Turquia condenada por impor serviço militar a pastor 71 anos.

O Tribunal Europeu dos Direitos Humanos condenou terça-feira a Turquia por ter obrigado um pastor curdo de 71 anos, que vivia isolado, a cumprir o serviço militar, onde foi alvo de escárnio e
de tratamentos que obrigaram à sua hospitalização. O recrutamento de Hamdi Tastan e a exigência de que participasse em exercícios reservados a soldados muito mais novos foram considerados «particularmente dolorosos e atentatórios da dignidade» do pastor, que não padecia de nenhuma doença mas foi hospitalizado após ter feito o serviço militar entre 15 de Março e 26 de Abril de 2000.
Hamdi Tastan, que é analfabeto e apenas fala curdo, foi pastor desde a infância e, a troco do seu trabalho, os proprietários do gado davam-lhe comida, roupa e um tecto no Inverno. Porém, quando a mulher morreu ao dar à luz o filho de ambos, teve de deixar de trabalhar para se ocupar da criança e os patrões denunciaram-no como desertor, contou Hamdi Tastan, que agora deverá receber da Turquia cinco mil euros por danos morais e mais mil euros referentes a custas judiciais.

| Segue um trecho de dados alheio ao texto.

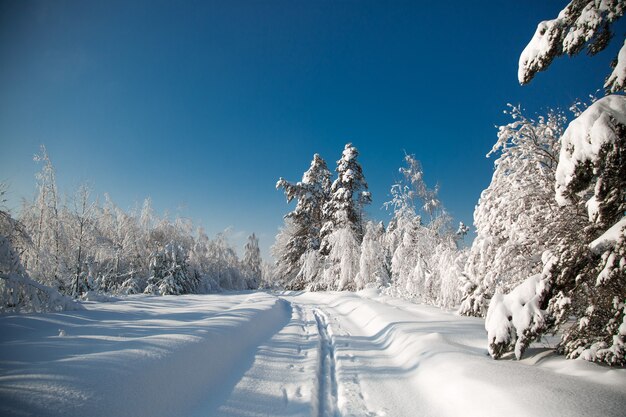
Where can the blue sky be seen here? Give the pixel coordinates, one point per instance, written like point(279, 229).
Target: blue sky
point(203, 105)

A história deste pastor fez-me lembrar o meu pastor e as guerras dele com a guerra.
Não sei como é agora, mas há vinte anos, quando a tropa era obrigatória, ficavam dispensados de cumprir o serviço militar todos os mancebos que não tivessem a 4ª classe. Sempre achei alguma graça às prioridades do nosso Estado, que julgava como desertor quem fugisse à guerra e olhava com complacência quem fugisse à escola, que mais um analfabeto não fazia grande dano à pátria.
Certo é que podemos ser analfabetos, mas não somos burros e muitos se safaram de marchar invocando um total e completo desconhecimento das letras.
O meu pastor não teve essa sorte. Conheci-o quando o acusaram de falsas declarações, que tinha dito ao sargento que só sabia pastorear ovelhas, que escola tinha sido quase nenhuma, mas os documentos diziam outra coisa - tinha a escolaridade obrigatória sim senhor.
A primeira vez que o encontrei estava com a mãe. Tinham apanhado um comboio de madrugada para irem a Coimbra, falar com aquela advogada menina que lhes tinha calhado na rifa das nomeações oficiosas.
Juraram-me os dois a pés juntos que não havia 4ª classe nenhuma e que só podia ser engano dos senhores que escreviam aquelas folhas. O rapaz não mente e somos gente de respeito, ninguém quer fugir à tropa. Foi a mãe que me convenceu quando, já de saída, me assegurou com ar triste que este filho fora o mais prejudicado, que o irmão sim, tinha a 4º classe e fato novo, mas este senhora doutora, como pode ter feito o exame se nunca teve um fato novo na vida?
Não era preciso tanto para ir meter o nariz no processo escolar dele, mas assim tinha mesmo que ser, que o meu pastor não havia de ser condenado por uma mentira que não disse.
A explicação era simples e chamava-se passagem administrativa. Na altura em que devia ter ido para a escola, princípios dos anos oitenta, o ensino até já era obrigatório, mas pouco ou nada se obrigava. A matricula do pastor andou a correr secretárias de professores, mas a ele, ao próprio, só as ovelhas o viam. Quando fez 15 anos um funcionário mais expediente achou por bem recompensá-lo e deu-lhe com um carimbo as letras que ele não tinha. Só se esqueceram de o avisar, que este não era o pastor do Tou Chim e o telefonema ficou por fazer.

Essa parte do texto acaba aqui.